LLM Evals for Non-Engineers: A Step-by-Step Guide

Large Language Models (LLMs) are amazing. They can write text, help answer questions, and even code. But how do you know if one is doing a good job? That’s where LLM evals come in!

If you’re not an engineer, don’t worry. This guide is for you. We’ll keep it simple, fun, and easy to follow. By the end, you’ll know how to evaluate an LLM step-by-step. No technical background needed. Let’s dive in!

🏁 Why Evaluate LLMs?

Imagine you’re using an AI assistant. Sometimes it gives helpful answers. Other times, it makes stuff up. You want to know when it’s trustworthy, right?

Evaluating LLMs helps us answer questions like:

  • Is the response correct?
  • Is it clear and easy to read?
  • Is it fair and unbiased?
  • Does it follow instructions?

This process is called an “eval” — short for evaluation.

🧰 What You’ll Need

You don’t need to be a coder. All you need is:

  • A basic understanding of what the model is supposed to do
  • Access to a few sample prompts
  • A spreadsheet or tool to record results
  • Your honest judgment

You’re now ready to get started!

📋 Step-by-Step Guide to Running LLM Evals

1. Pick a Task

What do you want to test? Choose a specific task the LLM should perform. For example:

  • Summarizing articles
  • Answering customer questions
  • Translating phrases
  • Editing grammar

Be clear on the goal. This will help you judge responses better.

2. Write Some Prompts

Now create 5 to 10 example questions or instructions (called “prompts”). These should reflect what users would really ask.

Examples:

  • “Summarize this article about electric vehicles.”
  • “How do I reset my router?”
  • “Translate ‘Nice to meet you’ into Spanish.”
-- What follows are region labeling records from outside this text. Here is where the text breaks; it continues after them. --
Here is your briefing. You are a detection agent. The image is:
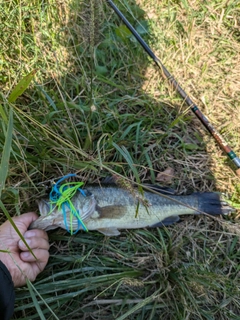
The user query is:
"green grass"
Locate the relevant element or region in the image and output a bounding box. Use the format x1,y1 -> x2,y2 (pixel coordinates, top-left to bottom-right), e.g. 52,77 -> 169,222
0,0 -> 240,320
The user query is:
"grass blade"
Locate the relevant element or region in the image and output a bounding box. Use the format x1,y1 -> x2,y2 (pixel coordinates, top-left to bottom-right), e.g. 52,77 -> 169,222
0,109 -> 13,197
8,70 -> 37,102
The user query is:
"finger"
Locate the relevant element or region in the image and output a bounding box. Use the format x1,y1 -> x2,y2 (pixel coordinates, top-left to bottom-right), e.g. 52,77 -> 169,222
18,238 -> 49,251
24,229 -> 48,240
20,249 -> 49,268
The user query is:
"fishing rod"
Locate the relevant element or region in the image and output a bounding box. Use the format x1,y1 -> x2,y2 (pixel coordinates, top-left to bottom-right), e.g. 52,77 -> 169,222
106,0 -> 240,177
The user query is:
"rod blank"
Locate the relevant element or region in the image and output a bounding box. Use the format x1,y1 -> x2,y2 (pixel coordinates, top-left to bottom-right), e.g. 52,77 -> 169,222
106,0 -> 240,177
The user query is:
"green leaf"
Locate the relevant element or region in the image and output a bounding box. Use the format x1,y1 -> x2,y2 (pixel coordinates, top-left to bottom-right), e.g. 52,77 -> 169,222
8,70 -> 37,102
115,24 -> 132,41
0,104 -> 7,123
0,109 -> 13,197
96,66 -> 108,76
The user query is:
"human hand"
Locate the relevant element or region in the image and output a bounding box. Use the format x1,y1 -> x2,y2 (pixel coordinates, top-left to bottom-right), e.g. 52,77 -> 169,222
0,212 -> 49,287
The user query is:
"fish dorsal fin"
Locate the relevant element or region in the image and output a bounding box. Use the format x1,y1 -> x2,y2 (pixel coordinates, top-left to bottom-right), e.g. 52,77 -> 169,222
98,228 -> 121,237
96,205 -> 126,219
150,216 -> 180,228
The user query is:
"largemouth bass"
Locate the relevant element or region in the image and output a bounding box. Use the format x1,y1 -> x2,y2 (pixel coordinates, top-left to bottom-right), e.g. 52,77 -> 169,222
30,186 -> 234,236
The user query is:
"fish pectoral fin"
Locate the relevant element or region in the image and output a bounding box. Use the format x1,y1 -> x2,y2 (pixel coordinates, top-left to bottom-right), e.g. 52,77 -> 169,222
150,216 -> 180,228
98,228 -> 120,237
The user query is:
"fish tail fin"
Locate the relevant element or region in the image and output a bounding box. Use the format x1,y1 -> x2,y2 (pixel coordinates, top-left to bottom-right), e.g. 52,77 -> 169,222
194,192 -> 235,215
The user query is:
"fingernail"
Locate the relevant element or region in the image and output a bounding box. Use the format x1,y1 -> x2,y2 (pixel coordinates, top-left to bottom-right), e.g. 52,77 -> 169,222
19,239 -> 31,247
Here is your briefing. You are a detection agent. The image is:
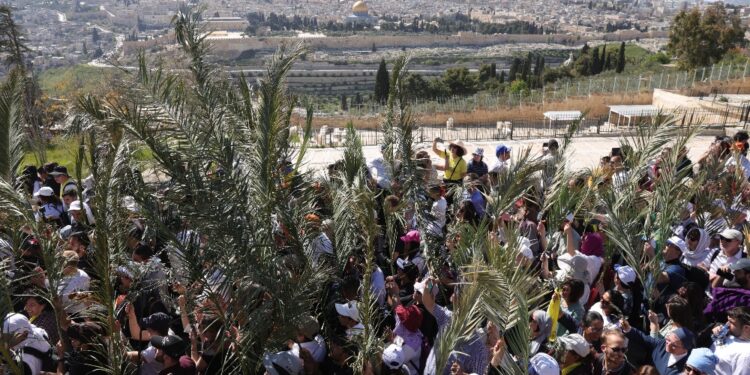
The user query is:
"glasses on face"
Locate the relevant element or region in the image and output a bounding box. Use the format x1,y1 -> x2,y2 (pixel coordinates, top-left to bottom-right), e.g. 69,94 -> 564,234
665,339 -> 682,349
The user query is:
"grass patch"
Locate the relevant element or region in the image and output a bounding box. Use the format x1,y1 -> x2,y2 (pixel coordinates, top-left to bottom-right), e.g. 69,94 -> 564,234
39,65 -> 124,99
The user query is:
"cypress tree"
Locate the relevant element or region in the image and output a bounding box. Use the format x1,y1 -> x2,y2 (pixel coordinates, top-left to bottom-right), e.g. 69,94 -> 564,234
508,57 -> 521,82
615,42 -> 625,73
375,59 -> 390,103
591,47 -> 601,75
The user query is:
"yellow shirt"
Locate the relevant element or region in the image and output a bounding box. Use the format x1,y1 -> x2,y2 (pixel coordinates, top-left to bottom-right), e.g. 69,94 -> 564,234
437,150 -> 468,181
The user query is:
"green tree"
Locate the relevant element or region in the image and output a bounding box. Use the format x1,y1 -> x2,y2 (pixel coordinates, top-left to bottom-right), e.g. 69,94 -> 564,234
509,79 -> 529,95
591,47 -> 606,75
667,3 -> 746,68
508,57 -> 522,81
479,64 -> 494,83
91,27 -> 101,44
615,42 -> 625,73
375,59 -> 390,103
443,67 -> 478,95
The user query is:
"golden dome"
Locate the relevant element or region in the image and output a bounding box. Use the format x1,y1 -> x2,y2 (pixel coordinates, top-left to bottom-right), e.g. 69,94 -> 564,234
352,0 -> 368,13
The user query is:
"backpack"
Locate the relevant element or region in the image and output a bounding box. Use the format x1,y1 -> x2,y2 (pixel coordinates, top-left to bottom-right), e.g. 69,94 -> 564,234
23,346 -> 57,372
680,262 -> 711,290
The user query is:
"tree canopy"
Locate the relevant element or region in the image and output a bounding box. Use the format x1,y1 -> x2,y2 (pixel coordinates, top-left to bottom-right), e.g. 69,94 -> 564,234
667,4 -> 745,68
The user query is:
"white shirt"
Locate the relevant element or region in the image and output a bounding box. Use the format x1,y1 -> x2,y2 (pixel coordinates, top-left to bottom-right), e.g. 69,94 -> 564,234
711,336 -> 750,375
703,248 -> 742,277
490,159 -> 510,173
429,197 -> 448,234
612,170 -> 628,191
724,155 -> 750,179
292,335 -> 326,363
58,269 -> 91,314
370,266 -> 385,306
367,156 -> 391,189
667,353 -> 688,366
The idea is to capture real-world use cases.

3. Get Model Responses

Use a tool like ChatGPT or any LLM platform. Copy-paste each prompt and record what the model replies.

Put the responses in a table. One column for the prompt, one for the output.

4. Create an Evaluation Rubric

A rubric is a checklist or rating system. It helps you stay consistent. Here are some categories non-engineers can use:

  • Accuracy (Is the answer correct?)
  • Clarity (Is it easy to understand?)
  • Relevance (Does it match the question?)
  • Tone (Is it polite and professional?)

Rank each one from 1 to 5. For example:

  • 1 = Poor
  • 3 = Average
  • 5 = Excellent

You can even color code them in your spreadsheet! 🌈

5. Score Each Response

Now it’s your time to shine! Read each model’s response. Use your rubric to score it.

An example row might look like this:

  • Prompt: “Translate ‘How are you?’ to French”
  • Response: “Comment ça va?”
  • Accuracy: 5
  • Clarity: 5
  • Relevance: 5
  • Tone: 5

Done! Only 9 more to go.

6. Look for Patterns

Once you rate all responses, look across your scores. Are there areas where the model shines? Any weak spots?

For example:

  • High scores in tone
  • Low scores in accuracy for technical prompts

This helps you decide if the model is ready for your task — or needs improvement.

7. Share and Improve

You did it! 🎉 Now share your findings. You can show your team:

  • What the model is good at
  • Where it needs help
  • Ideas for new prompts or changes

This kind of feedback is gold for engineers. It helps them fine-tune the model or pick a better one.

🧠 Tips and Tricks

  • Be Neutral: Don’t assume the model is right. Always check.
  • Use a Second Opinion: Ask a teammate to score a few responses too.
  • Try Multiple Models: Compare outputs from different LLMs.
  • Don’t Overthink: If a response feels wrong, it probably is.

🤔 What If You’re Not Sure?

Sometimes the response is sorta okay… but not perfect. That’s fine! Give it a “3” and write a short note. Comments are helpful.

Example:

“The answer is correct, but the explanation is a bit confusing.”

🎯 Why Your Input Matters

LLM evals aren’t just for engineers. Experts from all fields — marketing, customer support, education — can help train and improve AI.

By giving clear, honest feedback, you’re making AI better for everyone.

Here’s what non-engineers bring to the table:

  • Real-world experience — You know what people actually need.
  • Diverse perspectives — AI should work for everyone, not just tech geeks.
  • Human sense — You can spot things machines miss, like tone or context.

🛠️ Free Tools to Help You

You can use basic tools to do your evals:

  • Google Sheets – For scoring and tracking responses
  • ChatGPT or Claude – To get LLM responses
  • Notion or Trello – To manage tasks and feedback

🚀 Ready to Try?

Great! Pick a small task, write 5 prompts, and give it a go. You might be surprised at how easy it is.

Remember, you don’t need to be a coder to help improve AI. With a keen eye and clear judgment, you’re already contributing.

Thanks for making AI better, one prompt at a time!